How many times have you replaced a piece of code by something else and just left the old code there because "it might be useful?"
Spoiler alert, it probably won't!
If you're not re-adding things back 10% of the time, you're not deleting enough.
— Elon Musk
If you use git or other software versioning system, please don't leave dead code behind. This is not only out of self-respect as a software engineer, but mainly out of respect for your colleagues and, most of all, the future you. If you do need that piece of code again, you can easily go through the file history and recover it.
Deprecation
If you don't have a deprecation cronogram, definitely just delete unused methods. Deprecation is serious and saying "This is obsolete and will be removed" is just adding more characters to something that shouldn't exist. And guess what? Once you leave the company or gets too busy developing new features, no one will remove it.
Just get rid of it
Believe me, if something is important, it'll will break something. In my experience, when something breaks, your (QA) team (hopefully) is the first to let you know, if you have a QA team.
Better safe than sorry?
People might get slightly inconvenienced that you broke something for removing too much, but if they know something about software development, they should congratulated you for breaking stuff, unsarcastically. (Maybe even sarcastically, if they are your buddy... )
Breaking things for removing stuff, as long as you fix it, is something to be praised by fellow developers, even though the QA team might hate you for that. By removing obsolete code, you are making your codebase easier to read and consequently easier to maintain.
Ideally, every piece of code should have a purpose. If that code is not being used by any feature, then that is just like weed on a wall, that slowly erodes the plastering until it's impossible to maintain it. At some point you just have to demolish everything and rebuild it from the ground up.
The migration hell
When it comes to APIs, if you have fully replaced an endpoint, and you are sure the old one is not being used anymore, just remove it along with all of its exclusive dependencies.
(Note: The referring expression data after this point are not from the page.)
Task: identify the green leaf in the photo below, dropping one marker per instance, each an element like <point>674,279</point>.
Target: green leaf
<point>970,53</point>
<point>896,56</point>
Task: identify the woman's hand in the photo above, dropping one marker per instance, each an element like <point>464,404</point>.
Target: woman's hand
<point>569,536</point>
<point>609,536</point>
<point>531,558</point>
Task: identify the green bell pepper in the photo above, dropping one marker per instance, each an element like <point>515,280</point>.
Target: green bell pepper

If you're not sure, talk to the architecture team and make sure. If you just leave it there, you might make it harder for other developers when they need to debug something, and they will not remove it because they have no way, or no need to know if the endpoint is still being used.
Believe me when I say you don't want to work the whole afternoon just to find out you have been refactoring dead code, (so don't leave code you know to be dead for other devs to remove, because they won't!)
Be bold, be productive
Dead code not only ruins your productivity, but it also corrodes your whole team's productivity in the long run. And the reason I have put special emphasis on API endpoints is because, unless you have a very well documented API, or up to date endpoint tests running regularly, it can get really difficult to know if you can safely remove an endpoint.
In a nutshell, being conservative is not opposite with being a little bold. When it comes to software development, being conservative means to do things in a safer way, but when "safety" becomes the enemy of maintainability, that's not being conservative. That's setting oneself up for a big headache.